Monday, October 17, 2011

A Whim, a True Story and a Favor

On a whim, I decided to check my blogger account tonight to catch up on some reading before going to bed. As I scanned the recently published posts via my dashboard, I noticed one that I hadn't yet read from one of my favorite bloggers turned friends, Miss Conception.

The post was titled, "20 Weeks: All Gone" and my heart immediately dropped into my stomach. Miss C and her husband underwent IVF a few months ago and were pregnant with twins. The post was short but in it she lovingly announced the passing of their son and daughter on October 12th. Of course the tears are back and even as I sit here typing away, my heart aches for them - for the pain they must be enduring right now and for the heartache they will undoubtedly experience over the next few weeks, months and even years.

More than anything though, I am feeling SO much frustration and anger. And not at God, for some strange reason. Yes, it is extremely difficult to understand his plan for this amazing couple and the questions that are bound to naturally linger on everyone's mind is, "Why did this happen?" and "For what purpose?"

It's difficult to find purpose in something so tragic and painful. But more so, I'm angry because there are SO many people out there that have no idea what it feels like to have to struggle and go through gutt-wrenching situations like this one in order to one day have a family.

People who joke outwardly about how easy it was for them to get pregnant, people who accidentally get pregnant and then complain about the consequences they face and people who choose to abuse, neglect and abandon their children. Then I think about the countless children in foster care and group homes who just want be loved and taken care of and I wish to God that things were different.

We as women need to come to the realization that pregnancy is not a given or even a birth right. It may feel that way to most but I guarantee that if you spent some time reading a few blogs written by women who have been trying for years to get pregnant, suffering through not one, two or even three miscarriages but five, six or more, you'd have a completely different perspective.

Before I met these women, I felt lost and alone.
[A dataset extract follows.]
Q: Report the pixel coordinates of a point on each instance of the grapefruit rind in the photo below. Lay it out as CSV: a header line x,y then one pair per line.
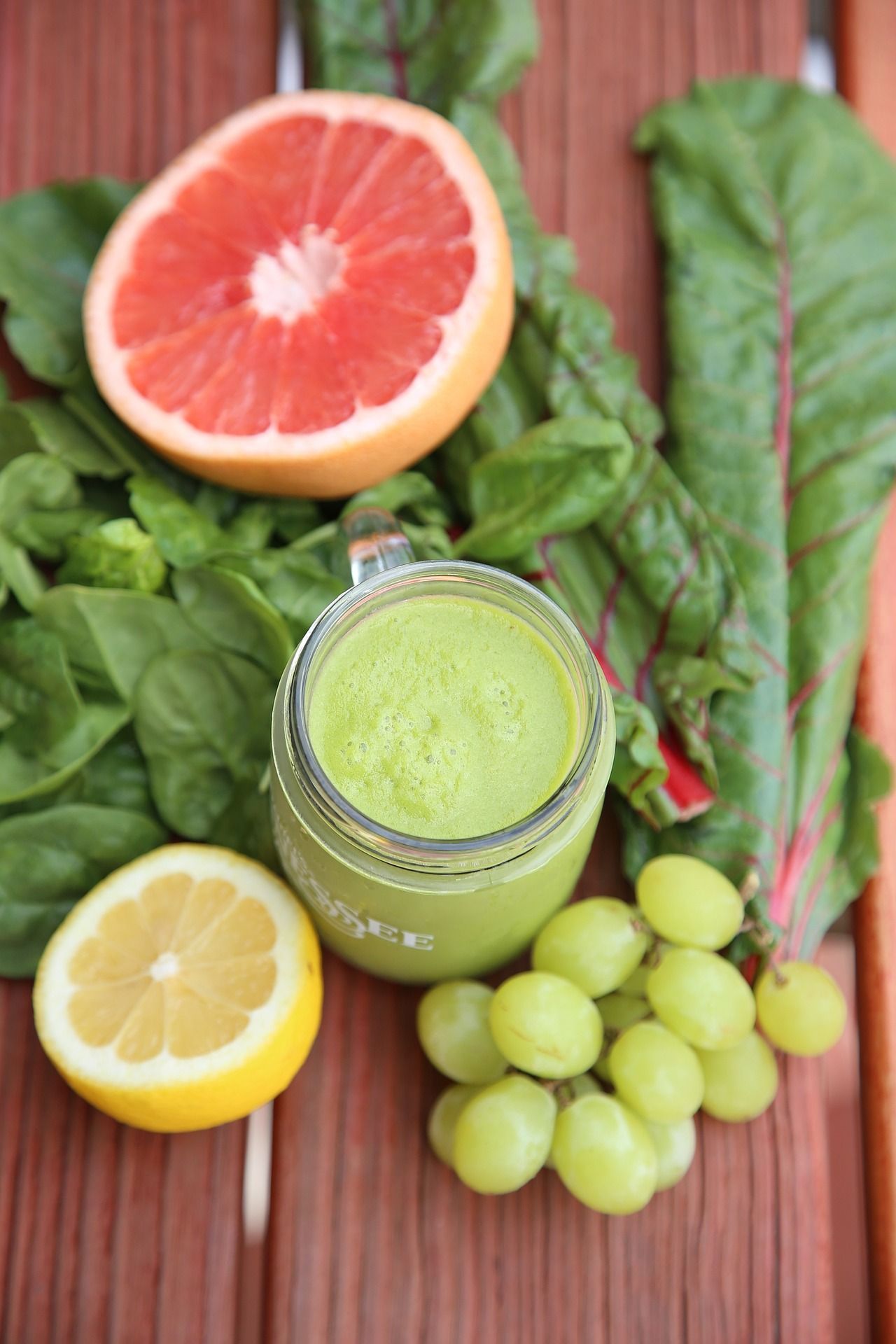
x,y
375,441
Isolated from most of my loved ones and friends and not because they didn't care but because they didn't fully understand. And not because they didn't want to understand but because they hadn't experienced what I had. I thank God that these women made the decision to share their story. Because of them, I was finally able to find my footing and gain the strength I needed to continue hoping. I also felt better because I had the support of others who had gone through the exact thing I had.

Their stories were mine and my story was theirs.
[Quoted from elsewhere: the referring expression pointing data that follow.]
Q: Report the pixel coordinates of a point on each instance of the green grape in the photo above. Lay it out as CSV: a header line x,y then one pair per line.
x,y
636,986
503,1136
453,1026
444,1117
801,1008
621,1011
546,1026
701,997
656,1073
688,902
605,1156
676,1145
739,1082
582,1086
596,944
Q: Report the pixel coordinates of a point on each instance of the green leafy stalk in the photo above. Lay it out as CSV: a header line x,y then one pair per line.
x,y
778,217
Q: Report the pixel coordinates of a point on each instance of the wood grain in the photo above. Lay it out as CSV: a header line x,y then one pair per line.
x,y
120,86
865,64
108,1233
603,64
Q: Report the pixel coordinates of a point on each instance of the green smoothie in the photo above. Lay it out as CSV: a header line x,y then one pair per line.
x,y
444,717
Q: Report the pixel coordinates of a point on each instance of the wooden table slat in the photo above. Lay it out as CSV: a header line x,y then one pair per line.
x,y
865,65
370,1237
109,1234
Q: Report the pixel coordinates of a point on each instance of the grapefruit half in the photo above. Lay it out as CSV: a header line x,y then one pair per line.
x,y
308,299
I'd like to thank them for giving me the strength to get here:

Cherish This Baby
Infertility Overachievers
My Strand of Pearls
Fearfully. Wonderfully.
Hannah Wept - Sarah Laughed.

Lastly, I'd like to ask a favor - please say a prayer for my friend, Miss C and her husband and also for the countless women who are struggling to not only get pregnant but to keep their pregnancy and remember: pregnancy isn't a birth right - It's a miracle. Cherish your children - hug and kiss them every chance you get and never miss an opportunity to spend quality time with them. Tell them how much you love them and appreciate what they bring into your life: the good, the bad and the ugly.
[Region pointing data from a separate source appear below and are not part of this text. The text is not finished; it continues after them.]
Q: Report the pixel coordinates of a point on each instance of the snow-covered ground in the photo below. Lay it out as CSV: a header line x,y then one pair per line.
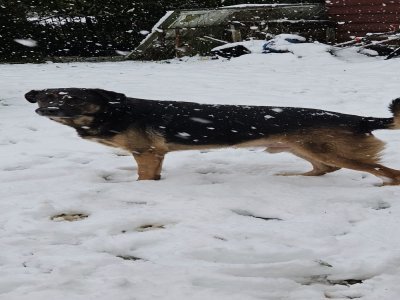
x,y
220,225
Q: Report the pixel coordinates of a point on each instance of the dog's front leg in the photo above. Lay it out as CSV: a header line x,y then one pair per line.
x,y
149,165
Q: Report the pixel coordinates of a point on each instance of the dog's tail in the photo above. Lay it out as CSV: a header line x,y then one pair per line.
x,y
395,109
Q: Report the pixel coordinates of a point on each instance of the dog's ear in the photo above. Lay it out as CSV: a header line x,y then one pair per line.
x,y
111,96
31,96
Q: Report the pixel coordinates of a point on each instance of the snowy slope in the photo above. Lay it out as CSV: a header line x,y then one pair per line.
x,y
219,225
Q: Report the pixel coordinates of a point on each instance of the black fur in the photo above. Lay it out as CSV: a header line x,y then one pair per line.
x,y
191,123
395,107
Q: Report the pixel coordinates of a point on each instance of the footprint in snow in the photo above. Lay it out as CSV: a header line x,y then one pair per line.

I love you Miss C and will be praying for you and your husband as you go through this very difficult time. I am here if you need anything - anything at all.

Love,
Missy

4 comments:

Debi said...

My prayers are with them.

ADSchill said...

Thank you. The support has been amazing and I know it will help us find a little peace.

Anonymous said...

I was also heartbroken to see MissC's All Gone post title. My heart breaks for them and I share the anger and frustration with you. I find myself reverting to the toddler tantrum and saying it's just not fair. It's not.

I have a hard time with the women who approach pregnancy as a chore. I know it's harder on some than it is on others. I get that. And I know it's not all rosy and fun - but no matter how hard or easy the task it's still a gift. It's a life, a life that you were blessed with and so many are not. I had trouble with the ungrateful one's before IF and it's even worse now. IF totally opened my mind and eyes to just how much words impact people and how you never know what journey another person is on, no matter how well you think you know them.

Continuing hope was the hardest feat for me. I feel like I could give up at a moments notice, that is hard to overcome. There are no words to express how reading your comment about others giving you strength and then to see my blog listed. Tears. I can't even tell you how gratifying that is. Thank you so very much. You helped my journey so much, I hope you know that as well. Your comments always left me with a smile and gave me so much encouragement that I needed. Thank you for that!

I have loved being on this journey with you and I do feel honored to be a part of it. I am praying hard for you and the miracle you are soon to witness. I actually had a dream last night that you were in labor, hmmmm. No matter when it happens I pray it is smooth and everyone is healthy and safe. I can't wait to see your little miracle. Jacob is one lucky boy!!

Missy said...

Debi - thank you for the prayers. Miss C - I am glad to hear that. Please let me know if you need anything. Still praying for you and your husband.
Cherish - You are SO right. I guess we both needed each other through all of this. Thank goodness for blogger, huh? :) Hope all is well with you and your little one. Have a great day!